At the supermarket today I tried to make a little boy laugh by making faces. But instead he burst into tears.
I was pretty upset too, since this was killer material. My signature move is puffing up my cheeks like Dizzy Gillespie. But I was also wriggling my nose, goofy grins. If this stuff doesn't work I might as well throw in the towel.
I felt bad for the mom who had a kid sitting the shopping cart quietly, playing with a bag of frozen okra - now screaming. She comforted him, whispering to him softly in Spanish (all I caught was something about el blanco loco.
We made up with a little peek-a-boo (it was a pretty long line.)
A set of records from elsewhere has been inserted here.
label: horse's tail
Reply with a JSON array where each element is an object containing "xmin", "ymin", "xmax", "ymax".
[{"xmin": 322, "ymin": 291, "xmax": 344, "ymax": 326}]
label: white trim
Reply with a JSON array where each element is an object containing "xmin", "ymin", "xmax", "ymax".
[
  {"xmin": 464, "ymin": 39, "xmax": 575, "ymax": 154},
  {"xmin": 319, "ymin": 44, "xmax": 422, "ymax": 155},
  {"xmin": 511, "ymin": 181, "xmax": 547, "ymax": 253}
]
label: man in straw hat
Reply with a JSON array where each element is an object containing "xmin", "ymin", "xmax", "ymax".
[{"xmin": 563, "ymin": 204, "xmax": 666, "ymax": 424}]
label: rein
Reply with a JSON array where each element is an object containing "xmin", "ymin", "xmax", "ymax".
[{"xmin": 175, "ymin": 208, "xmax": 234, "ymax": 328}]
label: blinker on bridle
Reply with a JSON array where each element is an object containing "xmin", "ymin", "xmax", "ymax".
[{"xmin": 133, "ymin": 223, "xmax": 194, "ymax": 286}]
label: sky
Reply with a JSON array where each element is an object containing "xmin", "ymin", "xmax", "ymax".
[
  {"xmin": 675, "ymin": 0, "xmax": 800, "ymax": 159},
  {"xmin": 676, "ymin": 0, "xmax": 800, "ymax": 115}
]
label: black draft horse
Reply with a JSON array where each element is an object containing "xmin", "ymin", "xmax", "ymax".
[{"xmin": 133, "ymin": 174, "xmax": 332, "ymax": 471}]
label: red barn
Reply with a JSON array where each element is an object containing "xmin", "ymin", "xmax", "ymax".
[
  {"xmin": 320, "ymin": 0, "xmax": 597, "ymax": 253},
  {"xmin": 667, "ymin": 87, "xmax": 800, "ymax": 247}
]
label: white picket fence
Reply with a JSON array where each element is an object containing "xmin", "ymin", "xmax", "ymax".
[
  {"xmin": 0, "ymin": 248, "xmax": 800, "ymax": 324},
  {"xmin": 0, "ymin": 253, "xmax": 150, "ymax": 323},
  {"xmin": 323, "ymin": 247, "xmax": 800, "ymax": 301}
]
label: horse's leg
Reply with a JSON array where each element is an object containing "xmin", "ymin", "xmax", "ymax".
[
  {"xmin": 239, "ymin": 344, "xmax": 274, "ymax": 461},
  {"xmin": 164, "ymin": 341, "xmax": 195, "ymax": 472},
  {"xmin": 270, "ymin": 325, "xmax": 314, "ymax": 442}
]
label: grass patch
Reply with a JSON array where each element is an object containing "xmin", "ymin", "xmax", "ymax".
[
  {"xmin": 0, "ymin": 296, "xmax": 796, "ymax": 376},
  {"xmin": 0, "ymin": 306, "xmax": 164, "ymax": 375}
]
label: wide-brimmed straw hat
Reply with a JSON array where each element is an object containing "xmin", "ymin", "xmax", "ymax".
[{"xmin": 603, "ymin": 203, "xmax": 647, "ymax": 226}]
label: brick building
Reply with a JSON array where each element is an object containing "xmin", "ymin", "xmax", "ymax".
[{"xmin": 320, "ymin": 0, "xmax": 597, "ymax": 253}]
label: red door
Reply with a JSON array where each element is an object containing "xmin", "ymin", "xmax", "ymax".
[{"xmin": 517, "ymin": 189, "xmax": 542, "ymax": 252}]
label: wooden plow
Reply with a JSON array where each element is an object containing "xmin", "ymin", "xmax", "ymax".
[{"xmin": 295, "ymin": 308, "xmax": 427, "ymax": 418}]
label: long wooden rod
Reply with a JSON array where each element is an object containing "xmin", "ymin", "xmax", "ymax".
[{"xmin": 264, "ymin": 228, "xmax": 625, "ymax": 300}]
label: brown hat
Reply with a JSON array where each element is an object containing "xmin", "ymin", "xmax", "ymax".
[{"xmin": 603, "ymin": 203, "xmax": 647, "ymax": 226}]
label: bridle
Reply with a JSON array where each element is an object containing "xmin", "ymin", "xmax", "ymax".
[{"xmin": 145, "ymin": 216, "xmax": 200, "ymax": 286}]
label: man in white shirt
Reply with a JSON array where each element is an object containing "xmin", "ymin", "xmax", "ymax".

I mentioned it to my wife - and she asked me if I puffed up my cheeks.
"Of course," I grinned. She said little wonder he cried, the cheek thing is freakish. Also, I've got a few days of stubble going, so I must have looked like a frightened myopic blowfish.
Meanwhile, a few days ago, I was chatting with the mom of one of my son's friends when we picked up our kids from their pre-school. The two boys were running around. My son's friend fell hard, landing on his rump, on a rock. He burst into tears (who could blame him) and his mother scooped him up.
This little boy has an older brother, so he always seemed worldly and grown-up (for a five year old that is.) My son idolizes his friend a bit because his friend has actually seen the Star Wars movies and plays on the computer himself. I'd never seen him cry. He's a great kid - I didn't want to see him in any pain. But it was nice to see him as a little boy.
At five all boys want to be tough and big and strong. They want to grow up and they are like little man dolls - posing and posturing. But they are little boys too. Sometimes, when they are squeezed just a little the sweetness comes out.